My ability to continue to think about her as a person and concern myself with what she is going through has dwindled as I've watched non after non on this site go through exactly the same things like we are all talking about the same person. Yes, some are worse than others and some may have different symptom clusters, but the pain, confusion and chaos is a constant to one degree or another.

Yeah that's my big struggle right now. I always felt when I was enduring these things that even if it was bad it was still... .mine? It was unique. She was my crazy wife but she was MY crazy wife. Now it's like... .oh... .there are tens of thousands of carbon copies of her who react the same way, treat people the same way, obsess then reject the same way. It's like The Matrix... .sorry for the geek reference... .but it makes me think of that. Just a string of coding assigned to x amount of people and they're all just running around wreaking havoc.

I honestly wish I saw something more.

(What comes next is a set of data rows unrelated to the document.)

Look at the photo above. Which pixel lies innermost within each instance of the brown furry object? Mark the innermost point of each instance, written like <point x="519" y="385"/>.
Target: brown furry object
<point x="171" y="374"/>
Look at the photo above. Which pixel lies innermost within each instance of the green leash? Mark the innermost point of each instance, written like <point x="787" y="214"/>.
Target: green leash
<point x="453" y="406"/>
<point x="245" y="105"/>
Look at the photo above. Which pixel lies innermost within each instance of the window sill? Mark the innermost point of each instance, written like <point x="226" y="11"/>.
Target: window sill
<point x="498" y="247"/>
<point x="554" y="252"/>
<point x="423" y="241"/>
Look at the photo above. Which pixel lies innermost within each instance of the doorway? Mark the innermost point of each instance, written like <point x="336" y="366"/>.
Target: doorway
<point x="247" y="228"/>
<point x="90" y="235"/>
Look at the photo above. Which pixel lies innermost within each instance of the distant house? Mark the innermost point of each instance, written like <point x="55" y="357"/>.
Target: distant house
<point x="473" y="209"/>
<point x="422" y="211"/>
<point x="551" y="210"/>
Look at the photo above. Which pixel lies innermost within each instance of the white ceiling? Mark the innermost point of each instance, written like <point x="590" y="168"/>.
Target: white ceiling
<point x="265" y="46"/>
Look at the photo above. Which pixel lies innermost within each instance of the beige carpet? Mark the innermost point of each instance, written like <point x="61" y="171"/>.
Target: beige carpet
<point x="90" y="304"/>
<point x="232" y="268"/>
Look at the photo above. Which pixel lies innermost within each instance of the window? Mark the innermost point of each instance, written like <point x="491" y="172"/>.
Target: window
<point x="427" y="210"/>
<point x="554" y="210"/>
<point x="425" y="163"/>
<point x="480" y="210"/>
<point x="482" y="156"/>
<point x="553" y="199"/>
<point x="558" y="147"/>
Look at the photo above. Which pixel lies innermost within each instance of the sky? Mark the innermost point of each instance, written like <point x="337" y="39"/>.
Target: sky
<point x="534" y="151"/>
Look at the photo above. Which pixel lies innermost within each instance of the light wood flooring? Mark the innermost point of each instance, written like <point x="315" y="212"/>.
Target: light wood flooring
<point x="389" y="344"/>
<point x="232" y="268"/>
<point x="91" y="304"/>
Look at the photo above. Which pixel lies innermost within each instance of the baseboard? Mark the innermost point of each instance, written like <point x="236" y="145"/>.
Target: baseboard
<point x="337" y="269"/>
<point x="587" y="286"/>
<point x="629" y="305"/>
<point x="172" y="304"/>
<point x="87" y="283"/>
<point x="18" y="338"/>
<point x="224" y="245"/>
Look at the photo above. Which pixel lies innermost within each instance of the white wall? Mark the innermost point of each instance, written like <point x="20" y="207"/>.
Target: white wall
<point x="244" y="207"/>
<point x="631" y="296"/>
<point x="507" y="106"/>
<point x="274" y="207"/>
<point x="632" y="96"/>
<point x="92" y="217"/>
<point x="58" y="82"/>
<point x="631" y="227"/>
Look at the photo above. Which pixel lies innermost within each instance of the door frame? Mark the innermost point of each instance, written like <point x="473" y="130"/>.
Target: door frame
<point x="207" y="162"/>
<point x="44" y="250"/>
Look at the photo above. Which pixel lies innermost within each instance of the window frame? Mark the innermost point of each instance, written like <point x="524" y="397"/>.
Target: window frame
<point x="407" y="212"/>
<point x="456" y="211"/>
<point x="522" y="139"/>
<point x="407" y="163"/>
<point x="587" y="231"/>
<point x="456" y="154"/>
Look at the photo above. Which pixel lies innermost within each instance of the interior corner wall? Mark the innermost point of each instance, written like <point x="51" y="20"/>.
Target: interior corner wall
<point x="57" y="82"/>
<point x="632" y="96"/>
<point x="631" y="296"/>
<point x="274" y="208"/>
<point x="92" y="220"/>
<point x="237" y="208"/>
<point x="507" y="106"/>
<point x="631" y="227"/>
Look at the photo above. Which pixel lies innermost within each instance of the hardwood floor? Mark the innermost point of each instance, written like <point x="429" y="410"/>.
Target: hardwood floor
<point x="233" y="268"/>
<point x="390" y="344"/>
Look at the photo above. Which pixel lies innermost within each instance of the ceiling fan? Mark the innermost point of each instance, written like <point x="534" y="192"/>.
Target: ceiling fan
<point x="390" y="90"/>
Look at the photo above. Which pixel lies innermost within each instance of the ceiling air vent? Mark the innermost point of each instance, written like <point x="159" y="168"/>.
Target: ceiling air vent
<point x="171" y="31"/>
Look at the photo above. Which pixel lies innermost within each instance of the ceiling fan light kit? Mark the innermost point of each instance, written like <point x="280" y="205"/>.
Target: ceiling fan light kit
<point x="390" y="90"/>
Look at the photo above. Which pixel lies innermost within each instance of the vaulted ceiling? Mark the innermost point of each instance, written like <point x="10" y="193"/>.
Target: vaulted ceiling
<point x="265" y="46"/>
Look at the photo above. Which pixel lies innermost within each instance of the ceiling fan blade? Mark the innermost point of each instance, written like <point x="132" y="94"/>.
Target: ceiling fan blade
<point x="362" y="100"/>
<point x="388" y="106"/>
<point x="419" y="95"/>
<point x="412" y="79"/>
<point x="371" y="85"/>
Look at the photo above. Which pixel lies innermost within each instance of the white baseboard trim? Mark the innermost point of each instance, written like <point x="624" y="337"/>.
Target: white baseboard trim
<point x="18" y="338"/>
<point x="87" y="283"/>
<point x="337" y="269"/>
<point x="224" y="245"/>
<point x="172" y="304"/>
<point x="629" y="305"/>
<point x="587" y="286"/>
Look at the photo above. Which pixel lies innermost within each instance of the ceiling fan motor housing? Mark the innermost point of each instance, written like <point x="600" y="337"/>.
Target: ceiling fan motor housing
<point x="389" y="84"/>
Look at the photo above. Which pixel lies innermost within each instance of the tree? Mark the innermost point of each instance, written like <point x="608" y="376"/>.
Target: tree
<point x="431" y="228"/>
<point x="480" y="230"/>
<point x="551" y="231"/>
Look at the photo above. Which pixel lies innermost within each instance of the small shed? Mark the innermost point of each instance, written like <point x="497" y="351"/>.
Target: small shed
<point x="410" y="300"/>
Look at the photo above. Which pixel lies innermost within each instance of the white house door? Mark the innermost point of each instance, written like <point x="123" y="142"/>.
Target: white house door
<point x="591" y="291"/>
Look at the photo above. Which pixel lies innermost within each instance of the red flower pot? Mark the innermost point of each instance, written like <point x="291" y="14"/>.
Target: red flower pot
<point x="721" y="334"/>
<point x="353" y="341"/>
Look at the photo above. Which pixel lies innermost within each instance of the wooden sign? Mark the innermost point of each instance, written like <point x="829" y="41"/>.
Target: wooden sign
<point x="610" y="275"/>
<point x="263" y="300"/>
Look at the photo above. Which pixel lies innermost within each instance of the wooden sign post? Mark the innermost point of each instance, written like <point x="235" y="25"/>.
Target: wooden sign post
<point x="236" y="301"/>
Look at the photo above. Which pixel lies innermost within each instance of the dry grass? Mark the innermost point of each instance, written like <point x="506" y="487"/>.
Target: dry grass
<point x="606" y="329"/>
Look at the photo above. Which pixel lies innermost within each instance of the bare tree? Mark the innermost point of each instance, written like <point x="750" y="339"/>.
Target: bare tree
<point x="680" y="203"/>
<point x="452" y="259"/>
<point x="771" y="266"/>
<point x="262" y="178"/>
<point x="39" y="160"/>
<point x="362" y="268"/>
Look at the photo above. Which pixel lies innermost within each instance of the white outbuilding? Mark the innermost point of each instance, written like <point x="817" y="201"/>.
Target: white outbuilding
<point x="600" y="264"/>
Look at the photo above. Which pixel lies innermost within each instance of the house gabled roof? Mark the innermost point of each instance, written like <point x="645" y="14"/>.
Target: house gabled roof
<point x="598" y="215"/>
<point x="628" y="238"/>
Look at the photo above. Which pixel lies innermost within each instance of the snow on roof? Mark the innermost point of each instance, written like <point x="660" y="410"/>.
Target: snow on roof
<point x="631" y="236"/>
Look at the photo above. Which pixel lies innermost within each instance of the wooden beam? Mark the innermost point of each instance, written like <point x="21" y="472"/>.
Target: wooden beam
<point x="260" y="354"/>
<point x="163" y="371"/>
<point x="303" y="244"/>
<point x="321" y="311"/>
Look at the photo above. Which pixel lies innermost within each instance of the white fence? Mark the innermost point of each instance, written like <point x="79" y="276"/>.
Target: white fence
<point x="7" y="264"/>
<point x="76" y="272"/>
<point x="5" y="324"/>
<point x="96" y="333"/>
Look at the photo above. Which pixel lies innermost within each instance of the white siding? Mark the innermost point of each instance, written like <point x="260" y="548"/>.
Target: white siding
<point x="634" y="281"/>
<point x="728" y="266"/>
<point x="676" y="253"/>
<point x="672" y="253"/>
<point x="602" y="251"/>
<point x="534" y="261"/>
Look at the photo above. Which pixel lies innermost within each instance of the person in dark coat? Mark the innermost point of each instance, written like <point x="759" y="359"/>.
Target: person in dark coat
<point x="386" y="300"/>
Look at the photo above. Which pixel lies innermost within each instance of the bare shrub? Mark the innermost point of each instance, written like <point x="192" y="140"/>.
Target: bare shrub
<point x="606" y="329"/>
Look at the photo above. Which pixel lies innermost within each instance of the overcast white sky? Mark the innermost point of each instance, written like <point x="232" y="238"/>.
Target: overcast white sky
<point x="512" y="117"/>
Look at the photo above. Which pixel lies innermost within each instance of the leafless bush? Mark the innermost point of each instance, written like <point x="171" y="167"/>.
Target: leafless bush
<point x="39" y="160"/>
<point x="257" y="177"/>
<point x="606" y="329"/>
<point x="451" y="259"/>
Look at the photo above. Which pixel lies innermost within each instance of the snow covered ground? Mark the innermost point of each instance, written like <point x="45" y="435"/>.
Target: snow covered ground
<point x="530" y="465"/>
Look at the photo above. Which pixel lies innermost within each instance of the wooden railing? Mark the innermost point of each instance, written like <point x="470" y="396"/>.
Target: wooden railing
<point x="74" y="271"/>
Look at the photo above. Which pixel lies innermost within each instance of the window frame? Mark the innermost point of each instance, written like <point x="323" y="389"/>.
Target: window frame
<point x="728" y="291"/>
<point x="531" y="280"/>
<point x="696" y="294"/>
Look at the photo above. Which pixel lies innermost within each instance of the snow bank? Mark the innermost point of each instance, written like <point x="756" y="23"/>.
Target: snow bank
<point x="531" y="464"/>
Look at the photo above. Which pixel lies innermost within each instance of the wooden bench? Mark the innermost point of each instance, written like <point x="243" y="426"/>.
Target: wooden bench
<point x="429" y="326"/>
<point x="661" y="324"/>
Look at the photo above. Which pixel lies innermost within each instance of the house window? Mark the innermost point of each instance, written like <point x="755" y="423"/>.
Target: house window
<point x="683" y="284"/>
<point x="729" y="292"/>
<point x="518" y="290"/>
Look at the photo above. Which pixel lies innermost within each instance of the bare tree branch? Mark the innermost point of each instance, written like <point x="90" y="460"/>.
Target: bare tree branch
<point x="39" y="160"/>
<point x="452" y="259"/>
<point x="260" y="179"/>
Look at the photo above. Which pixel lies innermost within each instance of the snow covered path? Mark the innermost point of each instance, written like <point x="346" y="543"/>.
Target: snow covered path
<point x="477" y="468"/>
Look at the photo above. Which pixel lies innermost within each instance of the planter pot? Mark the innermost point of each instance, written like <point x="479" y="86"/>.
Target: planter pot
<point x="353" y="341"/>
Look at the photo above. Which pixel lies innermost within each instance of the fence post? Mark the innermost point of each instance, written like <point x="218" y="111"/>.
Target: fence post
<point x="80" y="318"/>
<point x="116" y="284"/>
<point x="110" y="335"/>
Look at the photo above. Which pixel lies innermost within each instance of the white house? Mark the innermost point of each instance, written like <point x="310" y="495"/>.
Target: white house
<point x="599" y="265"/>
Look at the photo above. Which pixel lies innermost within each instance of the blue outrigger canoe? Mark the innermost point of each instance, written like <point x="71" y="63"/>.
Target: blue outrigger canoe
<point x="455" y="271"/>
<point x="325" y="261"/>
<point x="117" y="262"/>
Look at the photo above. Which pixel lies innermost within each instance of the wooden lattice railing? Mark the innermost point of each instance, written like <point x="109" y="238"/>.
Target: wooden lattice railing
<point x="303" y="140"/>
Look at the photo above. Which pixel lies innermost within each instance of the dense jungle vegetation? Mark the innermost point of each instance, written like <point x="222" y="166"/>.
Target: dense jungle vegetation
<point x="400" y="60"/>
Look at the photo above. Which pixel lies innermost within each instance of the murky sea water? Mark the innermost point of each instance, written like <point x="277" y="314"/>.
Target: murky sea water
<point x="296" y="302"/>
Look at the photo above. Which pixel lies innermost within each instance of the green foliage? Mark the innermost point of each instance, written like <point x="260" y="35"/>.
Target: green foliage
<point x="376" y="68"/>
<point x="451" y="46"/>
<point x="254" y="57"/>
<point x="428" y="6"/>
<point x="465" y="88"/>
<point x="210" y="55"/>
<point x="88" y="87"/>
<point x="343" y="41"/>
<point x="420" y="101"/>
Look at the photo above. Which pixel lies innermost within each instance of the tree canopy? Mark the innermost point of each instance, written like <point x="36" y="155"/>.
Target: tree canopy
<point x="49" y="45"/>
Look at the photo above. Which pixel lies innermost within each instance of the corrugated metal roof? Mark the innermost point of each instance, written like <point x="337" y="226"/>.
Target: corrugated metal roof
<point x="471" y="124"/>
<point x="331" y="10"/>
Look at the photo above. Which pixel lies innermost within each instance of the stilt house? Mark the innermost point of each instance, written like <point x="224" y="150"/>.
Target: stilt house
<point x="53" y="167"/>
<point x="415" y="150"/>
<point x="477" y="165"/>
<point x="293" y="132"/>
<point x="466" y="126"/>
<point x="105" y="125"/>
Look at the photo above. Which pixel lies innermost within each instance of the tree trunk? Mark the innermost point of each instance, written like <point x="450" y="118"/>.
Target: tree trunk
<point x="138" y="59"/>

A glimmer of who I was in love with. Some sign that I didn't spend 12 years just going through the motions with someone who was playing a part in some grand dark comedy. A stock character that's being repeated the world over. Bit parts in someone else's play. "Today you will be playing the role of Overcompensating Husband with Hero Complex Masking Insecurities and Confusion of Self-Worth". You try to find some grand meaning, motivation, resolution. Then you realize you're just an extra with a few lines while someone else conquers the real plot. But damn if you didn't do such a good job playing that part, now you get typecast and before you know it, that's your role for the rest of your life. The world goes by and we just stand still but we tell ourselves "nobody stands still quite like me". Sometimes the knowledge makes it worse you know?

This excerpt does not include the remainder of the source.